Weblogs are often-updated sites that point to articles elsewhere on the web, often with comments, and to on-site articles. A weblog is kind of a continual tour, with a human guide who you get to know. There are many guides to choose from, each develops an audience, and there's also comraderie and politics between the people who run weblogs, they point to each other, in all kinds of structures, graphs, loops, etc.
Today, there are hundreds of thousands of weblog sites, and the market for tools for managing such sites is growing quickly. My company, UserLand, makes two products for weblogs, Manila, which is a centralized server-based content management system; and Radio UserLand which provides easy and powerful weblogging from the desktop.
Early weblogs
The first weblog was the first website, http://info.cern.ch/, the site built by Tim Berners-Lee at CERN. From this page TBL pointed to all the new sites as they came online. Luckily, the content of this site has been archived at the World Wide Web Consortium. (Thanks to Karl Dubost for the link.)
NCSA's What's New page took the cursor for a while, then Netscape's What's New page was the big blog in the sky in 1993-96. Then all hell broke loose. The Web exploded, and the weblog idea grew along with it.
I did my first weblog in February 1996, as part of the 24 Hours of Democracy website. It helped glue the community together, along with a mail list that was hosted by AOL. In April 1996 I started a news page for Frontier users, which became Scripting News on 4/1/97.
Other early weblogs include Robot Wisdom, Tomalak's Realm and CamWorld.
Personal Web Publishing Communities
Viewed another way, weblogs are Personal Web Publishing Communities. 11/16/01 DW.

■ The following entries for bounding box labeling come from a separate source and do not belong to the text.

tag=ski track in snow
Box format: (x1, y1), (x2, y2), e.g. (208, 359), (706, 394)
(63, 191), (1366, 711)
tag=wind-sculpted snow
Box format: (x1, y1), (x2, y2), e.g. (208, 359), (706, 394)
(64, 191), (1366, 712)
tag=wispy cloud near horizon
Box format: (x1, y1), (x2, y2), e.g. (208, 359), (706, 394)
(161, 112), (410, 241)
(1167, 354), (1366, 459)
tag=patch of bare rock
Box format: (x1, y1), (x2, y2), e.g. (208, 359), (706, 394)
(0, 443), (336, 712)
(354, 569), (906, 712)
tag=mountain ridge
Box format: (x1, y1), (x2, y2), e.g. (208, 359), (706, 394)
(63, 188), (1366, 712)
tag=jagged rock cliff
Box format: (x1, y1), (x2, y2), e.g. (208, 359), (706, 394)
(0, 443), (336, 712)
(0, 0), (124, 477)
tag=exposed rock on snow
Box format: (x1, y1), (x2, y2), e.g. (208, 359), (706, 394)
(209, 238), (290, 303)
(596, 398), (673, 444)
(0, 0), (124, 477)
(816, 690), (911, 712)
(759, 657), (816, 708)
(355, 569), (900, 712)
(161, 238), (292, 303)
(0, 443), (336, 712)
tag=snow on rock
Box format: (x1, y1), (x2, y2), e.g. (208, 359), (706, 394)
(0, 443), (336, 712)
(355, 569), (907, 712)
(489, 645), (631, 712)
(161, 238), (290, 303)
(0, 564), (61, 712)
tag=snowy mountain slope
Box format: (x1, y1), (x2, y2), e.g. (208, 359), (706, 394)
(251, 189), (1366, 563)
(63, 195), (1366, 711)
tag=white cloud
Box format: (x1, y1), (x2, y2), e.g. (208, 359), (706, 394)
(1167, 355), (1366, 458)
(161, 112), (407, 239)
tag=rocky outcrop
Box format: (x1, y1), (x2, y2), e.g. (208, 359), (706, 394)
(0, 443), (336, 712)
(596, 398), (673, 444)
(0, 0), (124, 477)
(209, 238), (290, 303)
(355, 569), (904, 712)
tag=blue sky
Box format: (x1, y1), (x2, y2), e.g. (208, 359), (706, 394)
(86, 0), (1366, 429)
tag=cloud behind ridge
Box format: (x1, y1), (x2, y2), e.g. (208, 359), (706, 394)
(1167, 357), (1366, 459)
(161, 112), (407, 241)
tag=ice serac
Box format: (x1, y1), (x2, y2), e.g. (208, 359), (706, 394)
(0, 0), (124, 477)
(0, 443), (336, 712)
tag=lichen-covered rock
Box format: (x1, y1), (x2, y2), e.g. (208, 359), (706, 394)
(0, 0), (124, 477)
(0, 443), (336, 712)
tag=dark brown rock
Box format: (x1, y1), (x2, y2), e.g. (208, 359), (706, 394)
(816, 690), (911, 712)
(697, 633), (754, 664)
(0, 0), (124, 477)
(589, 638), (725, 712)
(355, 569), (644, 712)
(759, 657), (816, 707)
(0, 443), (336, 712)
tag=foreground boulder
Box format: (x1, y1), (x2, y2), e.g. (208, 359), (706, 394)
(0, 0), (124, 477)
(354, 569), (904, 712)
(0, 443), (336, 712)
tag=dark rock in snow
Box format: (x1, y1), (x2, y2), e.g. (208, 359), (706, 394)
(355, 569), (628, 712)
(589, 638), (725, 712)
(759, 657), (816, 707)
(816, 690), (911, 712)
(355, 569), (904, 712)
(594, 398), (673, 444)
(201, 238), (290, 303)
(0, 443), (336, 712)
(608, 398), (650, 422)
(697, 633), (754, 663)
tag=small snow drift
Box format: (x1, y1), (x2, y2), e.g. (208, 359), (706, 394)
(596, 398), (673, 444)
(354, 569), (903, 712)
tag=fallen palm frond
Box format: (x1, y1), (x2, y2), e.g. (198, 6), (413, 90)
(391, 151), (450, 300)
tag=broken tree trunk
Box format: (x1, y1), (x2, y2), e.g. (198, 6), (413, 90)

News stories about weblogs
3/8/00: E&P. "Slow corporatization of the concept will probably be fine with many of the thousands of independent Webloggers who pioneered the concept. Romenesko says as Weblogging becomes more widespread among corporations, there's likely to be some resentment from the pioneers who see it as an anti-corporate concept."
2/23/00: Wired. "Thanks to new easy-to-use software, the number of weblogs on the Net seems to be growing at an unprecedented rate."
9/7/99: Chicago Tribune. "A Weblog is a Web site that maintains a constantly updated list of links to other sites; those links can deal with any subject or focus on a particular one. Webloggers typically offer pithy, sarcastic commentary about the links."
8/2/99: New York Times. "Summaries of news predate the Internet, of course. But in the digital era, when virtually anyone with Net access can operate an electronic clipping service, the genre has spawned thousands of news hounds -- not to mention the news links on big portal sites like Yahoo and Excite. Yet, largely through grass-roots, word-of-mouse popularity, sites like Romenesko's are catching on with a discerning crowd -- including reporters and editors of many news organizations, who rely on the sites to help filter the welter of information on the Web."
5/28/99: Salon. "Weblogs, typically, are personal Web sites operated by individuals who compile chronological lists of links to stuff that interests them, interspersed with information, editorializing and personal asides. A good weblog is updated often, in a kind of real-time improvisation, with pointers to interesting events, pages, stories and happenings elsewhere on the Web. New stuff piles on top of the page; older stuff sinks to the bottom."